Find out what this guide is for and how to use it, and learn about universal design.
Buildings for everyone
The design, construction and management of public buildings and the spaces around them affects everyone. All public buildings are subject to the Building Act 2004 and the Building Code, and it is important that everybody will find the buildings easy to use, access or understand.
Permanent or temporary disability across a wide range of human capabilities affects about a quarter of the population at any one time. Everybody should be able to access public buildings with their normal level of support.
The Buildings for everyone guide has been developed for those who own, design, build and manage public facilities to:
- improve understanding of universal design and promote accessibility in public buildings
- improve understanding of the user experience for people with disabilities
- provide guidance on the requirements of the Building Code relating to access
- provide clarification of the areas where opportunity exists to design and construct to a better level of usability and accessibility.
Find out more about public buildings.
Disclaimer: 'Buildings for everyone: Designing for access and usability' provides information about good practice for the design of buildings that are safe and easy to use for everyone, some of which may exceed the requirements of the Building Code.
While the Ministry of Business, Innovation and Employment (MBIE) has taken care in preparing the document, it should not be relied upon as establishing compliance with all the relevant clauses of the Building Act or Building Code in any particular circumstances that may arise. This document is not a compliance document and may be updated from time to time. The latest version is available from the Building.govt.nz website.
This user guide has been developed for MBIE by Barrier Free NZ, and Richard Cullingworth (Dip Surv FRICS, Chartered Building Surveyor and Accessibility Advisor for Barrier Free). Barrier Free acknowledges the assistance of: Carina Duke, Blind Foundation; Clive Lansink, Accessible Information and Communications Limited; Vivian Naylor, CCS Disability Action; Colleen Jones, Jones Consultancy; Sarah Cameron, WSP- Opus; and Ron Pynenburg, Pynenburg & Collins in the preparation of this guidance.
Providing a better and more usable environment for everyone is a fundamental tenet of good design. To address the needs of everyone using public buildings, this guide has been developed from a universal design perspective.
Universal design is about approaching design of the built environment with the knowledge that a wide range of people with different physical, sensory and cognitive capabilities will be using a building. The starting point for using the information in this guide is understanding what universal design is, how to apply it in practice, and where it differs in approach from accessible design.
This guide aims to explain the universal design approach in practical terms, provide guidance on addressing conflicting requirements, and present a body of knowledge from which to develop designs that work for everyone.
Find out more about the practical application of universal design.
How to use this guide
The guide offers valuable insights into the user journey for people with a wide range of physical, sensory and cognitive capabilities and provides information on practical approaches to the design, construction and management of public buildings to meet building user needs.

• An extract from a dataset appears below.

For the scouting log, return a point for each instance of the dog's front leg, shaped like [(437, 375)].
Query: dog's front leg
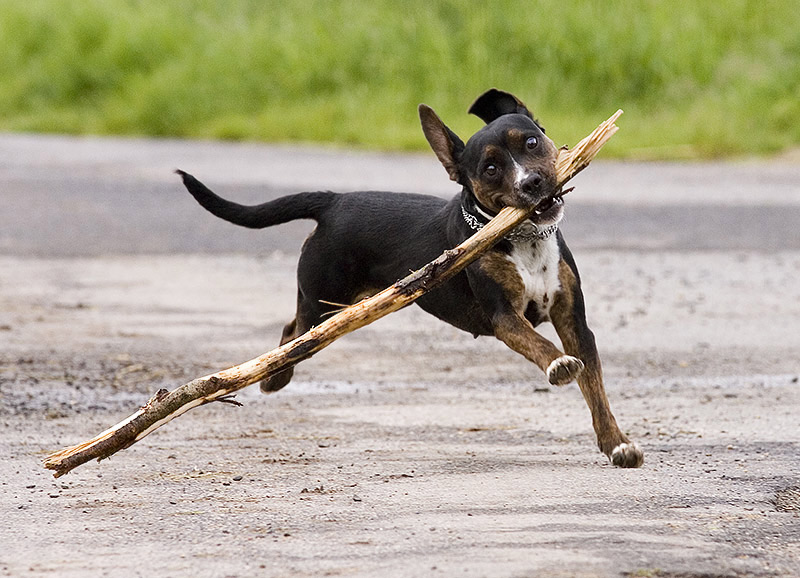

The guide consists of 11 sections.
- Building user activity
- Surrounding area and transport
- Pedestrian circulation
- Vehicle circulation and parking
- Building entrances and exits
- Internal circulation
- Interior space
- Fixtures and fittings
- Building types
- Means of escape
- Building management
The first section on building user activity looks at the three common activity processes that all building users go through – gather information, process that information and take action. In each of the ten following sections a commentary is included to provide a better understanding of the needs of various building users and how design decisions can affect them. Practical suggestions are then offered as design considerations to address the issues identified.
This guide presents a foundation on which good design decisions can be made. It does not go into design detail or individual solutions as this is the remit of the designer and will vary from situation to situation. This avoids the inappropriate application of standard solutions which may not meet building users’ needs in the particular environment being considered.
The current legislation for regulating the minimum compliance for accessibility is the Building Act 2004 and the Building Code. MBIE issues Acceptable Solutions and Verification Methods for complying with the Building Code and these provide specific ways to construct buildings that will comply with the relevant Building Code provisions, including accessibility. The New Zealand Standard, NZS 4121:2001 ‘Design for Access and Mobility – Buildings and Associated Facilities’ is also a means of compliance with the Building Code.
For reference purposes, relevant performance criteria from the Building Code are included in each section.
Who should use this guide
- To act as a resource during the design and construction phases
- For training purposes to upskill new and existing designers
- To inform accessibility discussions and design considerations of pre-application meetings.
- To inform accessibility reports to accompany Building Consent applications.
- To obtain better buildings with reduced life cycle costs.
- To attract better potential purchasers.
- To be a required consideration by designers appointed on new developments.
- To act as a framework for analysis of the usability of newly completed buildings.
Owners and occupiers:
- As a framework for the assessment of a developer’s proposal, lessee’s alterations and post-occupancy design assessments for feedback to developers and designers.
- As a framework for costing required alterations during purchase negotiations.
- To assist in the planning of post-occupancy construction, alteration and maintenance work.
- As a resource when planning cleaning, alteration, repair or redecoration work.
- To help explain building users’ comments about the use of the building.